4.2.3 De vader voert in de conclusie van repliek het volgende aan:
Het verweerschrift van de jeugdprofessional volgt voor een groot deel dezelfde argumentatie als de brief van 10 april 2020 van de teamleider van de jeugdprofessional en de jurist van de GI. De vader voert aan deze argumentatie reeds in zijn e-mail van 13 april 2020 te hebben weerlegd. Dit was ook de reden dat de jeugdprofessional in haar e-mail van 23 april 2020 moest toegeven dat zij niet de bevoegdheid had/heeft om zonder verzoekschrift een zorgregeling vast te stellen en dat zij deze niet af kon/kan dwingen met een schriftelijke aanwijzing. Ook de teamleider van de jeugdprofessional en de jurist van de GI hadden geen verdere weerleggingen meer, daarom schreven zij in de brief van 24 april 2020 : “Hierbij deel ik u mede dat wij uw brief in goede orde hebben ontvangen. Zoals gezegd zal [de GI] zich tot de rechtbank wenden met het verzoek of de rechtbank de regeling ter verdeling van zorg- en opvoedingstaken nader wil invullen. Van wederrechtelijke dwang van de zijde van [de jeugdprofessional] is dan ook geen sprake.” De vader stelt dat correcter zou zijn geweest: “Van wederrechtelijke dwang van de zijde van [de jeugdprofessional] is dan ook geen sprake meer.” In dit kader geeft de vader ook aan dat hij het schokkend vindt dat de jeugdprofessional haar bekentenis in de e-mail van 23 april 2020 probeert te ontkrachten door aan te voeren dat het zorgvuldiger was geweest de term ‘wijzigen’ te gebruiken in plaats van ‘vast te stellen’ van de zorgregeling. De vader benadrukt dat het wijzigen van een door de rechter vastgestelde zorgregeling moet plaatsvinden binnen een beperkte bandbreedte, zoals ook uitgebreid toegelicht in de e-mail van 13 april 2020. Indien de GI daarbuiten wil treden en dat probeert af te dwingen, is de dwang alsnog ongeoorloofd. Tot slot verklaart de vader dat hij het ernstig nalatig van de jeugdprofessional vindt dat zij pas in februari 2020 van het bestaan van de zorgregelingsbeschikking afwist. In dit kader benadrukt de vader dat de jeugdprofessional bij de gecombineerde zitting op 20 augustus 2019 aanwezig was, waardoor zij wist dat er twee beschikkingen zouden komen. Daarnaast heeft de vader begin september 2019 met de jeugdprofessional nog gesproken over beide beschikkingen.

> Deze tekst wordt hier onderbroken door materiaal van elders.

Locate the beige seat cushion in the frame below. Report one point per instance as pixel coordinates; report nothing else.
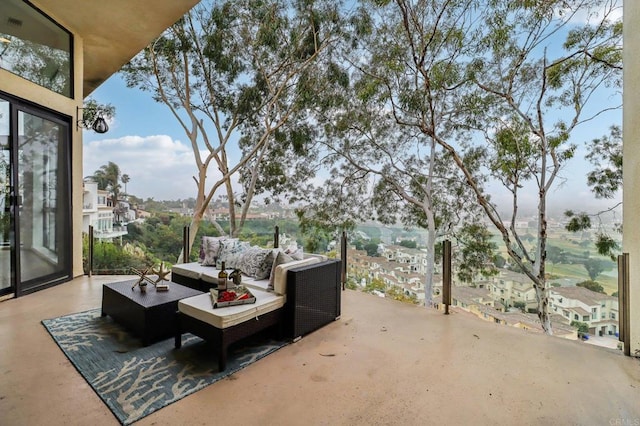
(201, 308)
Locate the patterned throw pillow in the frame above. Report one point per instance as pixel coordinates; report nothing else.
(210, 250)
(257, 262)
(294, 251)
(280, 258)
(231, 252)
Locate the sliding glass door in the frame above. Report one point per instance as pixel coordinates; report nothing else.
(37, 204)
(5, 213)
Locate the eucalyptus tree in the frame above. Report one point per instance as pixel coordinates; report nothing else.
(605, 181)
(384, 167)
(499, 87)
(229, 72)
(538, 91)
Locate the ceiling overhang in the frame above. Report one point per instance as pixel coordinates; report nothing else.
(113, 31)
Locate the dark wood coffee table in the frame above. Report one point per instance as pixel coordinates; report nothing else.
(151, 314)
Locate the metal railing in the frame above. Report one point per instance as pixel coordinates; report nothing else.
(623, 301)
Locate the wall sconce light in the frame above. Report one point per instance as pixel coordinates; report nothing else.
(98, 124)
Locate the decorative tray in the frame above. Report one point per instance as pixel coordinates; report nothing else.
(238, 295)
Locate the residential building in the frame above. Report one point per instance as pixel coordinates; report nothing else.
(80, 44)
(480, 303)
(513, 289)
(599, 311)
(631, 174)
(98, 212)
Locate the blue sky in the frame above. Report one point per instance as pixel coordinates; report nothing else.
(145, 140)
(148, 144)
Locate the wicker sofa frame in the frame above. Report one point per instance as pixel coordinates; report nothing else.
(313, 300)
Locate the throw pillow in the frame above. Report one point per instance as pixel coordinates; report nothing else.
(294, 251)
(280, 258)
(231, 251)
(210, 250)
(256, 262)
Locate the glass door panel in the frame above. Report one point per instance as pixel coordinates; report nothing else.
(42, 201)
(5, 201)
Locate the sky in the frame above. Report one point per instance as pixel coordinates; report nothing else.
(148, 144)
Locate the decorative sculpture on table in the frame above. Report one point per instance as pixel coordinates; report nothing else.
(158, 283)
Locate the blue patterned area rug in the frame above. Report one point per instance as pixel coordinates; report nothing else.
(134, 380)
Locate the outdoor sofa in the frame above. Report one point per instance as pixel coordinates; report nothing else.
(297, 297)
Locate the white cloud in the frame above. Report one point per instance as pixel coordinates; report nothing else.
(158, 166)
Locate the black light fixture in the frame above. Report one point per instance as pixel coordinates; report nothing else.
(98, 125)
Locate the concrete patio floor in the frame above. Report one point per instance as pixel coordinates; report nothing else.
(382, 363)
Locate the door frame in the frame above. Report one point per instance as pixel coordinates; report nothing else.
(17, 287)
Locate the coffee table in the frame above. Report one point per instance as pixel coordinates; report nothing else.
(150, 314)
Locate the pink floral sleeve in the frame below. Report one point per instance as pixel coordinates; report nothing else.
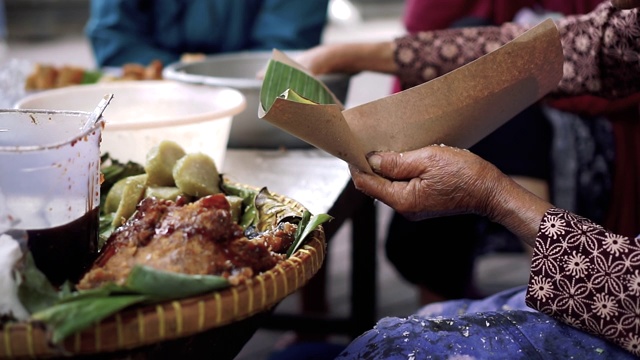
(587, 277)
(601, 49)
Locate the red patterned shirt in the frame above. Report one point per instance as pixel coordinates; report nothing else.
(601, 49)
(587, 277)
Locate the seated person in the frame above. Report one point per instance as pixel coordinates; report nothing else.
(582, 296)
(418, 58)
(141, 31)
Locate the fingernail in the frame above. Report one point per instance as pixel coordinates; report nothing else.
(374, 161)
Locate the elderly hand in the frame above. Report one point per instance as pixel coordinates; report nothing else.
(440, 180)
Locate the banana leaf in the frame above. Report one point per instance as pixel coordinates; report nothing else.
(250, 213)
(272, 211)
(306, 226)
(145, 280)
(80, 310)
(280, 79)
(67, 312)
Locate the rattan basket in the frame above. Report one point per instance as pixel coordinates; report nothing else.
(140, 326)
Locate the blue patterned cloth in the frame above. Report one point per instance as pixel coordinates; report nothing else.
(498, 327)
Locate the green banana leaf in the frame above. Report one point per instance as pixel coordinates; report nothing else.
(145, 280)
(67, 312)
(281, 78)
(80, 310)
(307, 225)
(272, 211)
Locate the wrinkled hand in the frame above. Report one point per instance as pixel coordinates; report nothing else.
(439, 181)
(432, 181)
(626, 4)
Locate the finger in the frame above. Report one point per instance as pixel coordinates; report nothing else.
(626, 4)
(399, 166)
(392, 193)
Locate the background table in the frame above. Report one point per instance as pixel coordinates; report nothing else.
(322, 184)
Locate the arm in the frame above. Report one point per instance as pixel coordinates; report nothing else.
(587, 277)
(289, 25)
(601, 52)
(581, 274)
(440, 181)
(120, 33)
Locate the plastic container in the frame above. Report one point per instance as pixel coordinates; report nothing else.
(238, 71)
(143, 113)
(50, 178)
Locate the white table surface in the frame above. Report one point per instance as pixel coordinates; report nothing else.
(312, 177)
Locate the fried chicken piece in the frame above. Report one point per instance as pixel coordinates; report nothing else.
(194, 238)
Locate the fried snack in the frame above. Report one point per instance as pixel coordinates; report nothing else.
(46, 76)
(196, 238)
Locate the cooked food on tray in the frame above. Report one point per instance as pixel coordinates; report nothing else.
(170, 228)
(191, 238)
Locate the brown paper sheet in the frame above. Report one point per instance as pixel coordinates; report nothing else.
(457, 109)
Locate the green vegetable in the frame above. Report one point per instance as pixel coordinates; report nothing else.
(197, 175)
(70, 317)
(271, 210)
(235, 205)
(132, 193)
(305, 227)
(164, 192)
(249, 213)
(80, 310)
(160, 162)
(169, 285)
(112, 171)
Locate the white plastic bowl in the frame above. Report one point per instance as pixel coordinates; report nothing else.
(238, 71)
(143, 113)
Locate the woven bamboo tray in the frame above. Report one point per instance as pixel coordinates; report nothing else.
(146, 325)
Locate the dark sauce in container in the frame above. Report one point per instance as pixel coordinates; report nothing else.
(66, 252)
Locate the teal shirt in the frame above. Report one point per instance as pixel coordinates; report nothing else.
(139, 31)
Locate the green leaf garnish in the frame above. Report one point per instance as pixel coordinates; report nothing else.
(166, 285)
(306, 226)
(69, 317)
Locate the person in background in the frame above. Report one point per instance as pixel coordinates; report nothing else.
(142, 31)
(582, 299)
(522, 148)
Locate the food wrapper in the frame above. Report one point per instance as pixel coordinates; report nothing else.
(457, 109)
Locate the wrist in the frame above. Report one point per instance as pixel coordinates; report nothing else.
(517, 209)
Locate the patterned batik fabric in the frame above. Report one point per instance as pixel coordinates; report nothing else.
(587, 277)
(498, 327)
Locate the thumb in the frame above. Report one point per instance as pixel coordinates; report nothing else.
(397, 166)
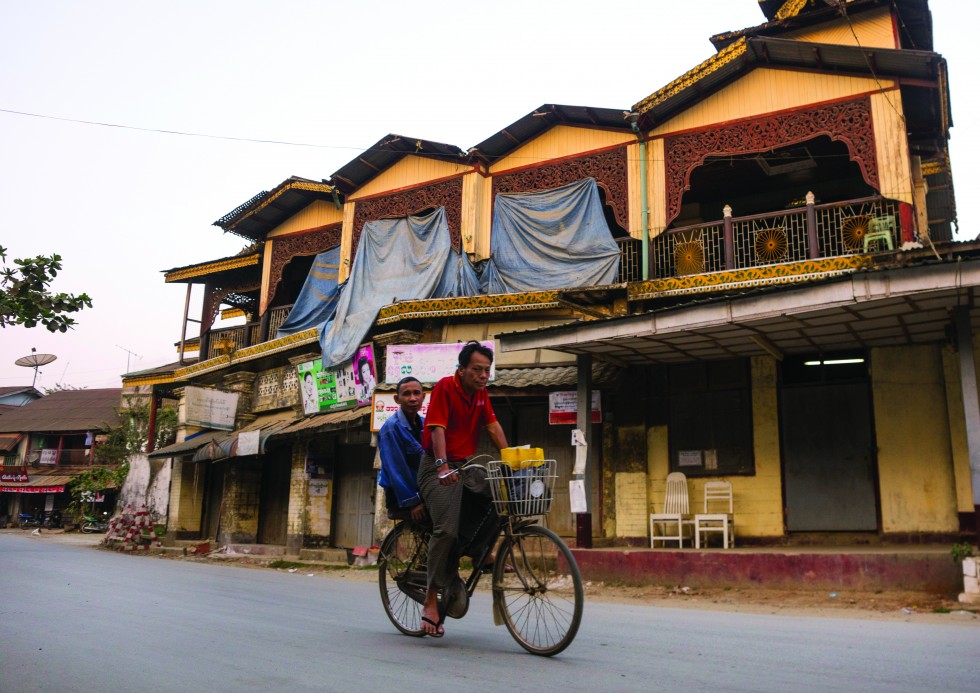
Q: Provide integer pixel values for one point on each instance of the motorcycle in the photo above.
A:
(95, 525)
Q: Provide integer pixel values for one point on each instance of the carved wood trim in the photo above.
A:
(447, 193)
(846, 121)
(285, 248)
(609, 168)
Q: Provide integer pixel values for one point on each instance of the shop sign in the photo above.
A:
(427, 362)
(563, 407)
(14, 475)
(210, 408)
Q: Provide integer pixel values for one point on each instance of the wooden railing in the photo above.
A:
(791, 235)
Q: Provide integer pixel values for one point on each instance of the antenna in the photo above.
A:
(35, 360)
(128, 354)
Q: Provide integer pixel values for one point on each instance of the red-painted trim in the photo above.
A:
(551, 162)
(785, 111)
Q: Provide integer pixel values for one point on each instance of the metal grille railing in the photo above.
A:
(277, 316)
(630, 260)
(774, 237)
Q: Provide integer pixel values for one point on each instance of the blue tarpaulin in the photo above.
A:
(553, 239)
(397, 259)
(317, 299)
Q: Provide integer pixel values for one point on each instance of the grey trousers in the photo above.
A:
(460, 511)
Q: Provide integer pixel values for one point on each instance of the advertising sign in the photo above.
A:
(385, 407)
(210, 408)
(563, 407)
(340, 387)
(427, 362)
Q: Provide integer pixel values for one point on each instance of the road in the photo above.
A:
(76, 618)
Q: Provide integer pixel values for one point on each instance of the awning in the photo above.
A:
(227, 444)
(322, 423)
(48, 483)
(186, 447)
(8, 441)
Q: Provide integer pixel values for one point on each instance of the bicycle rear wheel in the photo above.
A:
(402, 578)
(537, 589)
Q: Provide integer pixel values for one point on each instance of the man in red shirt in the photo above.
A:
(459, 408)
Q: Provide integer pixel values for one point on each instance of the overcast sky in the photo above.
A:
(120, 204)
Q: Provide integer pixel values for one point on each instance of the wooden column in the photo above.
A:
(583, 521)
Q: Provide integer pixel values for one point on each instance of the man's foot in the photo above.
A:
(432, 628)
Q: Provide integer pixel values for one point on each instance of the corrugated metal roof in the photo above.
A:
(65, 411)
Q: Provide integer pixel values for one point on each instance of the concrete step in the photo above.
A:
(338, 556)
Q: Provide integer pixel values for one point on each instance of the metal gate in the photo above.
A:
(355, 481)
(828, 459)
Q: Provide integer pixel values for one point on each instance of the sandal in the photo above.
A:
(438, 633)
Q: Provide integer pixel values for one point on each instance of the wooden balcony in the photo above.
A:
(793, 235)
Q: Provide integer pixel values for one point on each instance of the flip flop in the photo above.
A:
(435, 625)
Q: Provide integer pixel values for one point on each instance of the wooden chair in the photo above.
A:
(717, 496)
(676, 515)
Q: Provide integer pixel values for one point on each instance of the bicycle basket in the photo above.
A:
(524, 491)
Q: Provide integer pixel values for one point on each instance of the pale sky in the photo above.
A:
(121, 205)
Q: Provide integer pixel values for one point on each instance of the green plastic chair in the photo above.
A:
(880, 229)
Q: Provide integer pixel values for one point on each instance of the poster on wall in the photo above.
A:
(385, 407)
(427, 362)
(340, 387)
(563, 407)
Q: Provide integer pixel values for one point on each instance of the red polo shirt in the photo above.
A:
(462, 416)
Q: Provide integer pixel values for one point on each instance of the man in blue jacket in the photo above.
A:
(400, 447)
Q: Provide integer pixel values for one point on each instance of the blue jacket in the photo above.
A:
(400, 452)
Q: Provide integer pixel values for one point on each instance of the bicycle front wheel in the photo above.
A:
(402, 577)
(537, 589)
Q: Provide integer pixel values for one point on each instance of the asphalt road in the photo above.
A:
(74, 618)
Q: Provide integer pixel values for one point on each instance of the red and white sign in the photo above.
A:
(563, 407)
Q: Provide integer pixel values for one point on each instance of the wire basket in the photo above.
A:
(525, 491)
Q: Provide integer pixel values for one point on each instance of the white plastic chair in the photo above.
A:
(676, 515)
(717, 496)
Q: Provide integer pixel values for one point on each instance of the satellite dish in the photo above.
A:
(35, 361)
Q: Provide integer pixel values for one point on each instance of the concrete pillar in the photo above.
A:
(971, 401)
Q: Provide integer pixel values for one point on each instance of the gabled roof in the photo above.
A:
(270, 208)
(386, 152)
(248, 257)
(542, 119)
(65, 411)
(748, 53)
(915, 20)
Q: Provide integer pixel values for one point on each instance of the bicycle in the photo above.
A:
(536, 584)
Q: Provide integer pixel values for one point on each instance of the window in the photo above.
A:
(709, 418)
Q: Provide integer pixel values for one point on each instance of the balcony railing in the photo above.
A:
(793, 235)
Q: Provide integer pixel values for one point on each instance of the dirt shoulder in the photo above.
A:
(886, 605)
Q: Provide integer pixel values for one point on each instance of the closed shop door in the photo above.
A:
(828, 461)
(355, 480)
(274, 499)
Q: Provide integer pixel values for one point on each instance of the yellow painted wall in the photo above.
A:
(874, 29)
(463, 332)
(559, 141)
(915, 465)
(409, 171)
(764, 91)
(957, 430)
(632, 516)
(758, 499)
(891, 142)
(316, 214)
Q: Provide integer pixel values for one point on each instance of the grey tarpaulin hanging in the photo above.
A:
(552, 239)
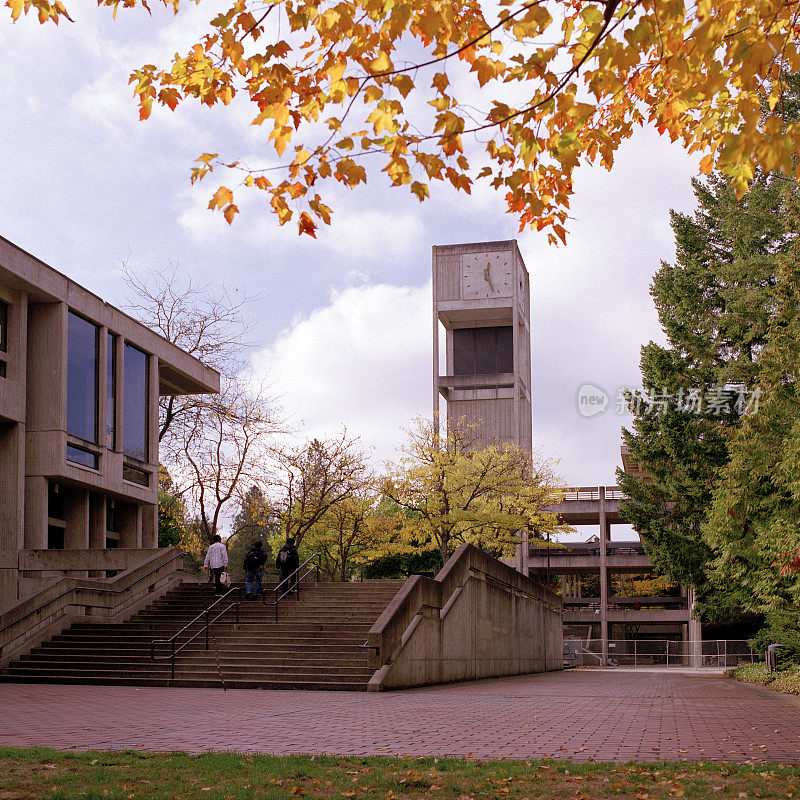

4.2.4 De jeugdprofessional voert in de conclusie van dupliek het volgende aan:
Het staat de vader vrij om een andere mening te hebben over de juridische mogelijkheden van de GI bij het uitbreiden van de omgang als de rechtbank de regie voor de invulling van de omgang en de voorwaarden daarvoor bij de GI heeft neergelegd. Dit wil echter niet zeggen dat het standpunt van de jeugdprofessional over de juridische mogelijkheden onjuist is en zij tuchtrechtelijk verwijtbaar zou hebben gehandeld door het innemen van dat standpunt. Voorop staat dat de jeugdprofessional mocht vertrouwen op het door haar ingewonnen juridische advies over dit standpunt. Met betrekking tot de zorgregelingsbeschikking benadrukt de jeugdprofessional dat zij de beslissing van de kinderrechter in de zorgregelingsbeschikking kende, omdat zij bij de zitting aanwezig was en de rechter mondeling uitspraak heeft gedaan. De exacte formulering van de beslissing in de beschikking kende zij eerst nog niet, omdat alleen de ondertoezichtstellingsbeschikking in het systeem van de GI stond. Hierover heeft de jeugdprofessional ook transparant gecommuniceerd naar de vader in de e-mail van 20 maart 2020. De jeugdprofessional heeft op 9 en 20 maart 2020 uitleg gegeven over haar bevoegdheden en mogelijkheden, maar uiteindelijk heeft zij geen gebruik gemaakt van deze bevoegdheden en is gekozen voor het indienen van een verzoekschrift. Volledigheidshalve merkt de jeugdprofessional op dat geen uitbreiding van de omgang heeft plaatsgevonden na de aankondiging hiervan in de e-mail van 21 februari 2020. De reactie van de jeugdprofessional in de e-mail van 23 april 2020 is een bevestiging van de ingeslagen weg en niet, zoals de vader stelt, een bevestiging dat de jeugdprofessional eerder heeft gelogen over haar bevoegdheden. Tot slot is het voor de jeugdprofessional onbegrijpelijk dat de vader haar blijft beschuldigen als leugenaar en aan de uitleg over de bevoegdheden van de jeugdprofessional het woord dwang en wederrechtelijk handelen koppelt, zonder dit nader te onderbouwen. De jeugdprofessional heeft zich tot het uiterste ingespannen om in gesprek te komen met de vader en een samenwerking op te starten in het belang van de zoon. Achteraf bezien hadden dingen beter gekund, maar de jeugdprofessional heeft nooit de veiligheid van de zoon in gevaar gebracht en zij heeft de belangen van de zoon vooropgesteld. De jeugdprofessional is van mening dat zij met haar handelen binnen de grenzen van een redelijk bekwame beroepsuitoefening is gebleven.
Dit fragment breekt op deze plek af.